Today, Occipital is launching Canvas, its first iPad app built in-house. Using the Structure Sensor itself–with industrial design by NewDealDesign–along with a new wide-vision lens that is attached to an iPad, the app takes a full 3D scan of any room in minutes. Instead of measuring every detail of a room before doing some home improvement or presenting an idea to a client, Canvas gives you a model to reference on the go through an intuitive user interface. Simply press a button and move the iPad over the area you want to scan–the UI shows you which parts you’ve scanned already and gives you tips to capture the best scan. Once the scan is complete, tapping different parts of the screen allow you to get either point-to-point or planar measurements, which the company claims are accurate to somewhere between one and 3%. The scans can be transformed into CAD files within two business days if you’re a professional, or used to take measurements between any two points in the room if you’re more of a DIYer.

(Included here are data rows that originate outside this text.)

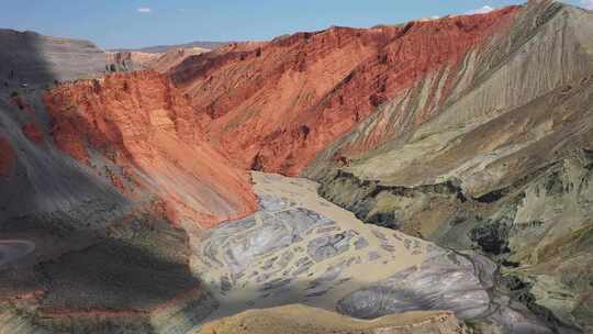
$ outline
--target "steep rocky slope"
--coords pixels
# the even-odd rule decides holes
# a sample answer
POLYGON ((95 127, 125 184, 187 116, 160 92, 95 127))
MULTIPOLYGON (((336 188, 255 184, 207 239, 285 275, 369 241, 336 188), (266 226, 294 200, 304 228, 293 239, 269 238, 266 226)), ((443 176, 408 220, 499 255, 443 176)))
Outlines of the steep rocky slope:
POLYGON ((248 175, 208 144, 199 118, 167 78, 110 75, 63 85, 44 101, 59 149, 126 194, 157 193, 171 221, 209 226, 256 209, 248 175))
POLYGON ((425 77, 305 175, 369 223, 490 254, 532 310, 591 331, 592 34, 591 12, 530 1, 448 94, 449 70, 425 77))
POLYGON ((165 77, 45 90, 104 75, 104 53, 33 33, 0 34, 0 45, 14 67, 0 87, 0 333, 200 323, 217 303, 190 269, 183 229, 254 210, 248 175, 202 140, 165 77))
POLYGON ((51 84, 104 74, 102 51, 88 41, 0 30, 0 84, 51 84))
MULTIPOLYGON (((212 118, 212 141, 240 166, 296 175, 388 99, 461 67, 470 51, 506 32, 516 11, 300 33, 192 57, 170 75, 212 118)), ((443 78, 444 90, 456 79, 443 78)))
POLYGON ((465 334, 455 315, 445 312, 416 312, 385 316, 374 321, 354 321, 325 310, 300 305, 254 310, 206 324, 200 334, 465 334))
POLYGON ((108 52, 107 70, 115 73, 154 69, 159 73, 166 73, 179 65, 187 57, 206 52, 210 52, 210 49, 202 47, 171 48, 164 53, 144 53, 137 51, 108 52))

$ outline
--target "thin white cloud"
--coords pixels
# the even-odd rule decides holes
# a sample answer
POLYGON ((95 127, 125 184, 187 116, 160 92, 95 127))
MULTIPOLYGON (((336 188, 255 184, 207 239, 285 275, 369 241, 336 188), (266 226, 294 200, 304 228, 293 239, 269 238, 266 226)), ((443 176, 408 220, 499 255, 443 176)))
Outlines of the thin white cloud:
MULTIPOLYGON (((588 0, 588 1, 593 1, 593 0, 588 0)), ((485 14, 485 13, 490 13, 494 9, 492 7, 486 4, 486 5, 480 7, 479 9, 469 11, 468 14, 485 14)))

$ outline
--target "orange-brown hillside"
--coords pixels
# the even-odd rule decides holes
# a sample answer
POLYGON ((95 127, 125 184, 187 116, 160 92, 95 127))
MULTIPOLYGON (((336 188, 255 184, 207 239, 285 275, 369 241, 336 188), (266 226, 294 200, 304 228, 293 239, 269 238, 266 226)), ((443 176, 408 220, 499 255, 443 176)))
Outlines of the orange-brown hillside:
POLYGON ((208 143, 199 115, 165 76, 109 75, 57 87, 44 101, 59 149, 91 167, 98 154, 122 166, 107 171, 114 186, 135 198, 158 194, 174 222, 211 226, 257 208, 248 174, 208 143))
MULTIPOLYGON (((455 68, 468 51, 507 29, 516 9, 299 33, 193 56, 169 75, 211 119, 205 126, 213 142, 240 167, 298 175, 377 107, 433 71, 455 68)), ((445 82, 443 91, 451 86, 445 82)))

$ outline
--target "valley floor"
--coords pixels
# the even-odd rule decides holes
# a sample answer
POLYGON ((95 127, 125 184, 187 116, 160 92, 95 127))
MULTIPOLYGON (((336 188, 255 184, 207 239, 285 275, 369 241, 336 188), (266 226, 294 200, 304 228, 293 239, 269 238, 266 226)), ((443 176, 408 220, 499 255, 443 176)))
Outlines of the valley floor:
POLYGON ((253 178, 257 213, 190 233, 192 271, 220 302, 206 321, 305 304, 356 319, 447 310, 510 333, 549 333, 493 292, 496 266, 488 258, 363 224, 317 196, 313 181, 253 178))

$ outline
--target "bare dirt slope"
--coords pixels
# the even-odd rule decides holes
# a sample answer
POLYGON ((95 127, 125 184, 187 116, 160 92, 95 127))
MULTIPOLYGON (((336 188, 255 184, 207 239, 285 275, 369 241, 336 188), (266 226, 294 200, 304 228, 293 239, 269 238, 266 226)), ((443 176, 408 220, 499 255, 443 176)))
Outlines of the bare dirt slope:
POLYGON ((199 334, 465 334, 463 326, 447 312, 415 312, 373 321, 356 321, 329 311, 288 305, 253 310, 204 325, 199 334))

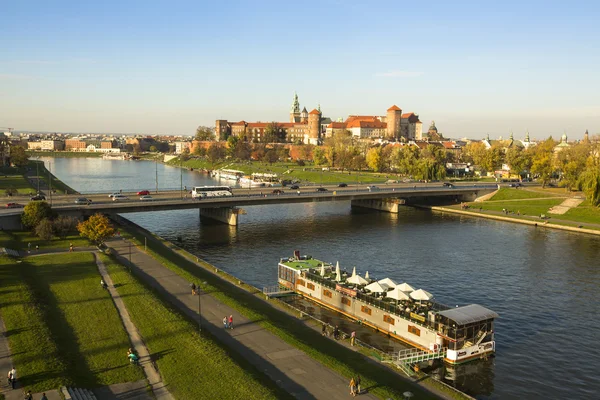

This kind of technology has long been used by scientists to do things like scan ancient mummies and artifacts. But Canvas is a play for architects, builders, and even DIYers, which it aims to hook by making the tech more accessible. The sensor and lens combo will cost $399, plus $29 per scan to CAD conversion, while the app itself is free.
As architects and designers begin to experiment with how VR and AR can be used in the design of spaces, an accompanying technology that can capture rooms in minutes becomes useful as well. “I think a few years from now we’ll initiate most home projects by somehow mapping your space and sending it out and not actually having anyone come on site,” says Jeffrey Powers, cofounder and CEO of Occipital.
While Occipital is moving towards the construction and design industry, Canvas isn’t meant purely for the pros. Alex Schiff, the app’s lead product designer, says it will allow users to carry a model of their homes in their pockets, and believes the app’s “scan to CAD” option will give home improvement enthusiasts who want to use modeling apps like Google SketchUp access to technology that would normally be out of reach.
Occipital calls this idea the “augmented home,” and Powers and Schiff imagine that Canvas could eventually include full-color scans and the ability to see what potential furniture might look like in the space from any angle. “That opens up to a much much wider set of people that can be engaged in that process of figuring out what they want to do to their space,” Schiff says.
While it’s hard to say whether the design community will take to the app, or if it will have the kind of impact Occipital is hoping for, it represents the early stages of how 3D scanning could be used by architects and designers. “I think we’ll probably look back at today as a time, just like the 1830s, when we just started to have photographs,” says Adam Rodnitzky, the company’s VP of marketing. “We’re now entering the era when we’re going to start having a 3D record of the world around us.”